With over 19 million albums sold worldwide, and many other successful artistic endeavors under his belt, Boyd’s thoughts and hopes for the future are positively focused on relationships, family and personal growth.

“I want to make sure that I’m a great partner for my significant other," he says. "I want to make sure that I’m a good son. I’m blessed that my parents live so close and I want to be a good father one day.”

Boyd's ideas on the specific challenges society faces in such polarizing times are simple, but seem to be the most reasonable, humanistic and constructive solutions available.

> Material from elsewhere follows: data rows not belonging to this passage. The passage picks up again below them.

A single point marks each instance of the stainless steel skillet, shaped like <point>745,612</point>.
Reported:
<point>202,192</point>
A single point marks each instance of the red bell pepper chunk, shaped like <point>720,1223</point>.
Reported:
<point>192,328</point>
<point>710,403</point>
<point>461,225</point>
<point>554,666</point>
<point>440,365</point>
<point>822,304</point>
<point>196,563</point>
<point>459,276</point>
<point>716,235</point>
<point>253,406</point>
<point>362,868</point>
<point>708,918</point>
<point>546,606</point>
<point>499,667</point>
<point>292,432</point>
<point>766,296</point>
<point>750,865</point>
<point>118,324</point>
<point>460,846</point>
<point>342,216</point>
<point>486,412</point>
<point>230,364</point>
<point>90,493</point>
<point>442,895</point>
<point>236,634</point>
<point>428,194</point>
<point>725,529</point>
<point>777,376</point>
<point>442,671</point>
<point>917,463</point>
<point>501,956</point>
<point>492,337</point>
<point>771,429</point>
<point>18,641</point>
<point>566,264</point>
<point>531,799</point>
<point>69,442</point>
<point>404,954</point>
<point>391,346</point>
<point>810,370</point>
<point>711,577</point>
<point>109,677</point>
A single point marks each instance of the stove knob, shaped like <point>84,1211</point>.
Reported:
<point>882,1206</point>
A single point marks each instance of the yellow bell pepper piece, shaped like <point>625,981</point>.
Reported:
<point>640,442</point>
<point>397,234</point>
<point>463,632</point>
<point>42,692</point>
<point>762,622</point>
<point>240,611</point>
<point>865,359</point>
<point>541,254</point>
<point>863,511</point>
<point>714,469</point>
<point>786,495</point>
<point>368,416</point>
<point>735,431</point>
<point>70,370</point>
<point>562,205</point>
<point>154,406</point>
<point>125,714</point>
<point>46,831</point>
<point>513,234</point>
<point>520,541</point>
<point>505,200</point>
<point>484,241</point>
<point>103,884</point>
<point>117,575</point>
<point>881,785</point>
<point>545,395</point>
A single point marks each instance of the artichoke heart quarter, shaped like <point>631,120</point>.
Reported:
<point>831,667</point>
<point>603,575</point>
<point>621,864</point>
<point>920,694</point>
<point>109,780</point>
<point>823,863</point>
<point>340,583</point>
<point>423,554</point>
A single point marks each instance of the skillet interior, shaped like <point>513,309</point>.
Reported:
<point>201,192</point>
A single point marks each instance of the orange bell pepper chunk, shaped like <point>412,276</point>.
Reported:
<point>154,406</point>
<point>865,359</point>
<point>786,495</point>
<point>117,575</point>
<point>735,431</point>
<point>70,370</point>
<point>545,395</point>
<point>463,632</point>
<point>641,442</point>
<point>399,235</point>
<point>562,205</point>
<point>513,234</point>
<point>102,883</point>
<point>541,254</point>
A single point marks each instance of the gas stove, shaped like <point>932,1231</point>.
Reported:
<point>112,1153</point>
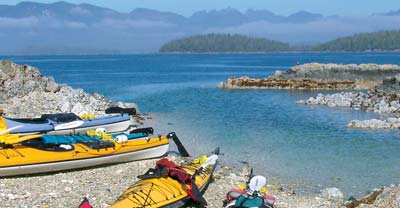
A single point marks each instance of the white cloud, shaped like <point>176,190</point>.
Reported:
<point>13,23</point>
<point>80,11</point>
<point>133,24</point>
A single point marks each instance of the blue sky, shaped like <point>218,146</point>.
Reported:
<point>285,7</point>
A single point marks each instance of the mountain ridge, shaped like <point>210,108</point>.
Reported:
<point>63,27</point>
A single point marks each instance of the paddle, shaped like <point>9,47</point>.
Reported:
<point>209,161</point>
<point>10,129</point>
<point>69,125</point>
<point>181,149</point>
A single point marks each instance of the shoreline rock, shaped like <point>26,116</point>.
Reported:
<point>384,100</point>
<point>25,92</point>
<point>316,76</point>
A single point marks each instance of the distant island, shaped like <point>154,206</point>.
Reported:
<point>376,41</point>
<point>231,43</point>
<point>222,43</point>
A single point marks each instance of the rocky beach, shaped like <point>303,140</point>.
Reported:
<point>25,92</point>
<point>384,100</point>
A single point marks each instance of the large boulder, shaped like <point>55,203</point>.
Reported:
<point>27,93</point>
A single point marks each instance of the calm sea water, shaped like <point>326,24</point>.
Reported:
<point>295,143</point>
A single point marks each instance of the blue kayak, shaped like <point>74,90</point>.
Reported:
<point>67,123</point>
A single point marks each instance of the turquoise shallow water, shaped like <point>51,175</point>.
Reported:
<point>297,143</point>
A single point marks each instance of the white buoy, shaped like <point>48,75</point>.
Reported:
<point>122,138</point>
<point>101,130</point>
<point>257,183</point>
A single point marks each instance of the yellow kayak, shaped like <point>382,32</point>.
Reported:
<point>167,191</point>
<point>22,155</point>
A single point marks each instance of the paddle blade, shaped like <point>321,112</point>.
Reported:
<point>182,150</point>
<point>119,110</point>
<point>10,129</point>
<point>257,182</point>
<point>70,125</point>
<point>216,151</point>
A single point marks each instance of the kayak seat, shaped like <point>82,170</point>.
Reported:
<point>28,120</point>
<point>61,117</point>
<point>52,139</point>
<point>98,144</point>
<point>40,144</point>
<point>131,136</point>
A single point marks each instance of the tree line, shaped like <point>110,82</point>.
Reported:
<point>225,43</point>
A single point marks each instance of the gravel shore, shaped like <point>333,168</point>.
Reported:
<point>103,185</point>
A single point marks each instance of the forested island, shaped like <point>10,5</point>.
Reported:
<point>231,43</point>
<point>377,41</point>
<point>223,43</point>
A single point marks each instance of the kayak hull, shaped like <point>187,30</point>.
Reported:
<point>110,128</point>
<point>164,191</point>
<point>153,152</point>
<point>112,123</point>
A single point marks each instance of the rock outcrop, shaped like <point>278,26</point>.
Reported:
<point>25,92</point>
<point>275,83</point>
<point>316,76</point>
<point>383,197</point>
<point>384,99</point>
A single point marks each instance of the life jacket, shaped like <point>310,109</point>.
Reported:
<point>165,167</point>
<point>85,204</point>
<point>243,199</point>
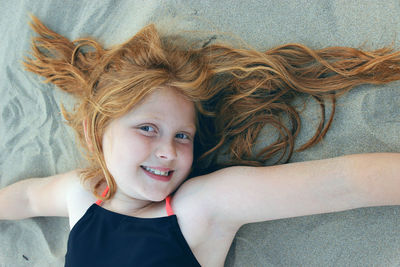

“We’re living in a time when everyone needs to dial up their compassions and have honest conversations," he says. "Humans have a historical desire to express themselves, and we all need to listen to each other. If not, things could tip too far either way, and we could wind up in a dystopian society.”

Boyd remains optimistic about the search, always delighted to share with the world what he finds.

“The universe is infinitely full of surprises, and I’m curious about each and every one of them,” he says.